White supremacists, French saints and Italian explorers aren’t the only ones whose statues are controversial.  In 1885 a statue was erected in Reading, Pennsylvania in honor of a local philanthropist named Frederick Lauer. It was the first public honor of its kind in the community.  In the 1920s Prohibitionists called for the statue’s removal because Lauer was (shudder) a brewer.  In 2015 opponents went a step further and actually vandalized the Lauer statue.  It has since been restored thanks largely to the generosity of local and regional breweries. 

Prohibitionists don’t just oppose statues honoring brewers; they have also put up statues honoring champions of their cause. Last year the Cornerstone World Outreach Church in Sioux City, Iowa installed a statue commemorating the Reverend George Haddock, a Methodist minister who hated liquor.  The Reverend Haddock died on August 3, 1886, when he was allegedly shot by a brewery foreman named John Arsendorf.  Arsendorf was tried twice, acquitted and reportedly went out drinking with the jury to celebrate his acquittal.

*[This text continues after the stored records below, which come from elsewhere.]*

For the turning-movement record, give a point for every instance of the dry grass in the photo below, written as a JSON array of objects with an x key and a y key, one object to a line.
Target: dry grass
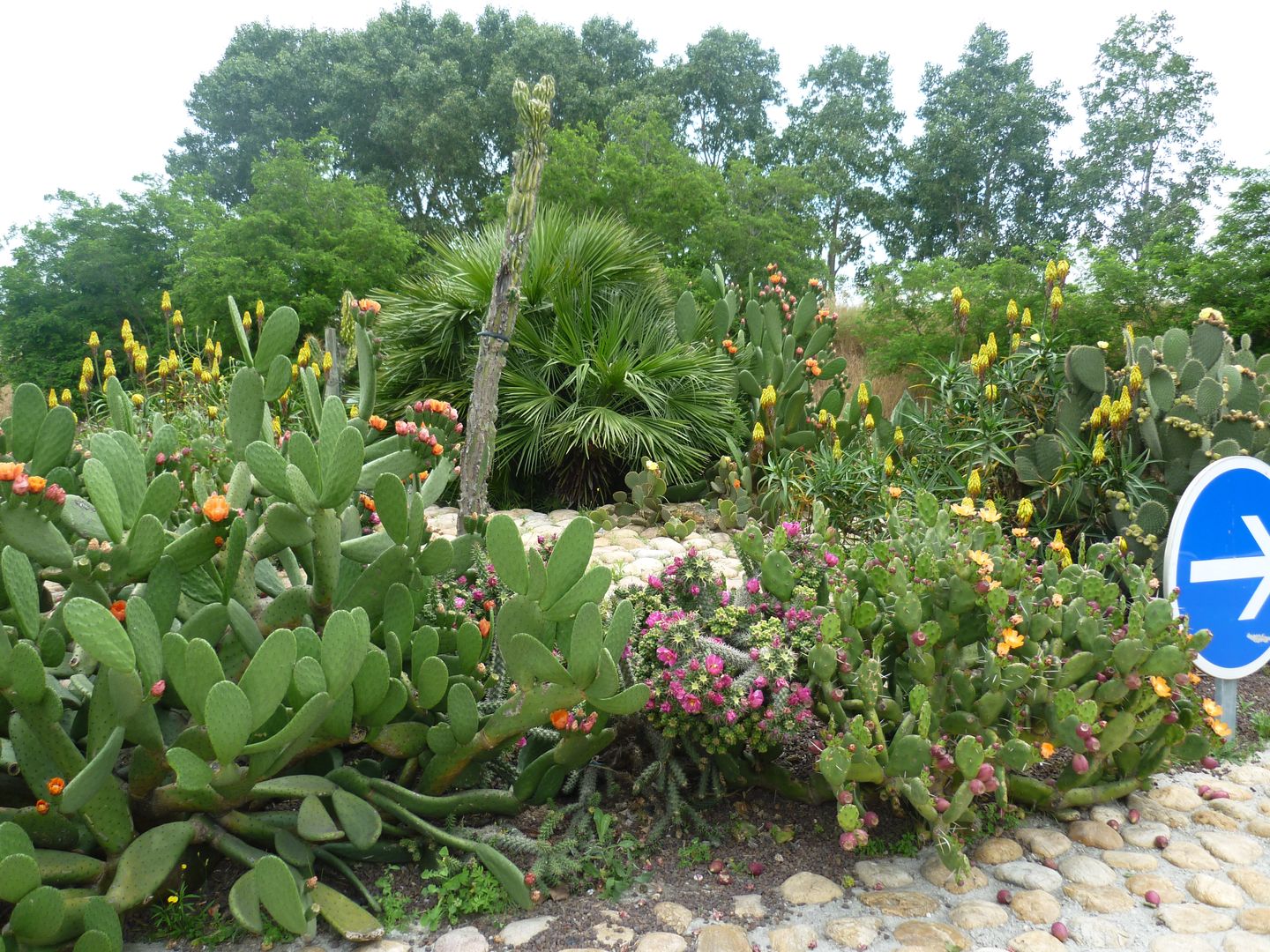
[{"x": 886, "y": 386}]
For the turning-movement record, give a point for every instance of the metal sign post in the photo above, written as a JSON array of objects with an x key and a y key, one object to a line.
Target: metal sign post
[{"x": 1218, "y": 560}]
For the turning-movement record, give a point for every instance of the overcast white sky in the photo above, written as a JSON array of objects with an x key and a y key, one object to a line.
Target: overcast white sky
[{"x": 93, "y": 93}]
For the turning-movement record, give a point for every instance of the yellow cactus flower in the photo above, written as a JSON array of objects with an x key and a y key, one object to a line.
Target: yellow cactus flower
[{"x": 1025, "y": 512}]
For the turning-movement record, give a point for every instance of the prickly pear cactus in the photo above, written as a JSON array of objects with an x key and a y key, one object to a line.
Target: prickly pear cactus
[{"x": 228, "y": 626}]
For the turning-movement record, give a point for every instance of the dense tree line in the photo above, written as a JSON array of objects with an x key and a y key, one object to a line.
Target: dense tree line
[{"x": 320, "y": 160}]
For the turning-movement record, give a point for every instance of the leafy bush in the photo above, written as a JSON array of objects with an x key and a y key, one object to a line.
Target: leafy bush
[{"x": 596, "y": 380}]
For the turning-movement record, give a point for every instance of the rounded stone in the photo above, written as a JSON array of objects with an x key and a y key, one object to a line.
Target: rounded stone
[
  {"x": 673, "y": 917},
  {"x": 1128, "y": 859},
  {"x": 977, "y": 914},
  {"x": 1143, "y": 834},
  {"x": 1094, "y": 834},
  {"x": 1142, "y": 883},
  {"x": 1243, "y": 942},
  {"x": 723, "y": 938},
  {"x": 1191, "y": 856},
  {"x": 900, "y": 903},
  {"x": 1256, "y": 885},
  {"x": 793, "y": 938},
  {"x": 1192, "y": 919},
  {"x": 525, "y": 929},
  {"x": 663, "y": 942},
  {"x": 915, "y": 932},
  {"x": 465, "y": 940},
  {"x": 854, "y": 933},
  {"x": 1035, "y": 906},
  {"x": 958, "y": 883},
  {"x": 1086, "y": 871},
  {"x": 1177, "y": 798},
  {"x": 870, "y": 873},
  {"x": 1100, "y": 899},
  {"x": 1256, "y": 919},
  {"x": 1048, "y": 844},
  {"x": 807, "y": 889},
  {"x": 1030, "y": 876},
  {"x": 1214, "y": 891},
  {"x": 1235, "y": 848},
  {"x": 996, "y": 851},
  {"x": 1035, "y": 941}
]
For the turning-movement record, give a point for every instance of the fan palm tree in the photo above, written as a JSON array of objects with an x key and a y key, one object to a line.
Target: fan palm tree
[{"x": 597, "y": 378}]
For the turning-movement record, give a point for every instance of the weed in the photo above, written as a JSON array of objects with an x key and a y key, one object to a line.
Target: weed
[{"x": 460, "y": 889}]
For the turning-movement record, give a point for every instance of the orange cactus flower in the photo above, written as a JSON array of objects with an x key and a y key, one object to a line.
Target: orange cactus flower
[{"x": 216, "y": 508}]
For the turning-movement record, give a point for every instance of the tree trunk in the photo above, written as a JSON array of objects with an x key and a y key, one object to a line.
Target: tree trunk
[{"x": 534, "y": 109}]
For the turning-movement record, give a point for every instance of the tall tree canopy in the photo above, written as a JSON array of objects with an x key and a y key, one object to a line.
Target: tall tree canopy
[
  {"x": 1147, "y": 163},
  {"x": 845, "y": 138},
  {"x": 982, "y": 176}
]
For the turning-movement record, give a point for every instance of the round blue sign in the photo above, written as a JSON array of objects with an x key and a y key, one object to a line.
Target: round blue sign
[{"x": 1218, "y": 557}]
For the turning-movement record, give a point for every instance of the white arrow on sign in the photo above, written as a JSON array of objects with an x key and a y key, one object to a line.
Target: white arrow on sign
[{"x": 1243, "y": 568}]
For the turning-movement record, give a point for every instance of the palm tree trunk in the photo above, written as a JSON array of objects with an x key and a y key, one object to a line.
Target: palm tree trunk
[{"x": 534, "y": 113}]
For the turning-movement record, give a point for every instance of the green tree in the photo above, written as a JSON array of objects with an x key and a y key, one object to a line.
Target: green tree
[
  {"x": 305, "y": 235},
  {"x": 1233, "y": 273},
  {"x": 1147, "y": 163},
  {"x": 725, "y": 84},
  {"x": 982, "y": 176},
  {"x": 88, "y": 267},
  {"x": 845, "y": 138}
]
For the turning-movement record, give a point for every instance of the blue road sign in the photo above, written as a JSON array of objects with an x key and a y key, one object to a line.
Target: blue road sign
[{"x": 1218, "y": 556}]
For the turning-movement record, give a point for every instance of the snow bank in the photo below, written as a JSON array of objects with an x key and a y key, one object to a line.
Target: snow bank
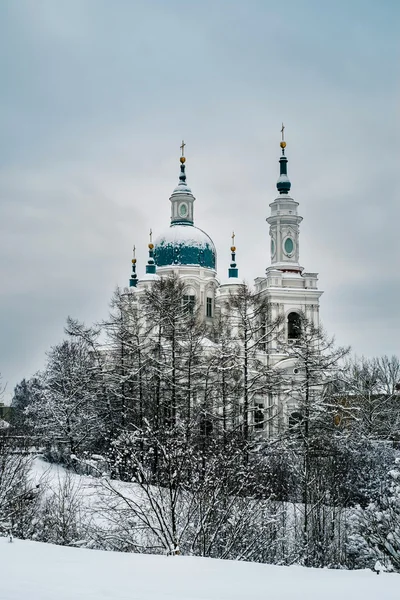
[{"x": 35, "y": 571}]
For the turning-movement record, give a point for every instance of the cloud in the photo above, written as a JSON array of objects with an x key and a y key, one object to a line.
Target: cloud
[{"x": 96, "y": 98}]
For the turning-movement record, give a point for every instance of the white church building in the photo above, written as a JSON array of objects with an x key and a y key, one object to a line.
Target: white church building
[{"x": 189, "y": 253}]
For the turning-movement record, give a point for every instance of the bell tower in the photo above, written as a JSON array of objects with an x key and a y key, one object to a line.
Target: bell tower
[
  {"x": 182, "y": 199},
  {"x": 290, "y": 291},
  {"x": 284, "y": 221}
]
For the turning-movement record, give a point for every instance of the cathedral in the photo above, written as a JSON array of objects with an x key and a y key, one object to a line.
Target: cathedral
[{"x": 189, "y": 253}]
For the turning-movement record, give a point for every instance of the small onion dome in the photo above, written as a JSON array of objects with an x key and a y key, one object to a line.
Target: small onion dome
[
  {"x": 283, "y": 184},
  {"x": 185, "y": 245}
]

When Melisande Short-Colomb walked through the main gate at Georgetown for the first time, she would have faced two gun barrels pointed right at her.  My guess is, she didn’t feel terribly threatened.  The guns aimed at her were cannons that had reportedly been salvaged from the Spanish Armada in 1588.  They came to what is now the United States on the Ark and the Dove, two ships that brought the original English settlers (including three Jesuits) to Maryland in 1634.  The fact that the cannons hadn’t been fired in nearly three centuries did not stop an anti-Catholic publication from claiming they part of a Jesuit threat to the United States.  Seriously. During the 1928 presidential campaign of Al Smith (a Catholic and an opponent of Prohibition), the journal in question accused the Jesuits at Georgetown of having their guns trained on the United States Capitol (five miles away).

The cannons are in front of the Healy Building, the most prominent building on the Georgetown campus.  It’s named for Patrick Francis Healy, who was the president of the university from 1874 to 1882, during which time he arguably had a more transforming effect on the campus than any president before or since.  What has not been widely reported amidst all the coverage of the 272 slaves sold in 1838 is that Healy was born into slavery in 1834, making him the same age as some of those who were sold.  He was the first African-American to earn a PhD and the first to become president of a predominantly white college in the United States.  He would most certainly have applauded Ms. Short-Colomb’s enrollment at his university.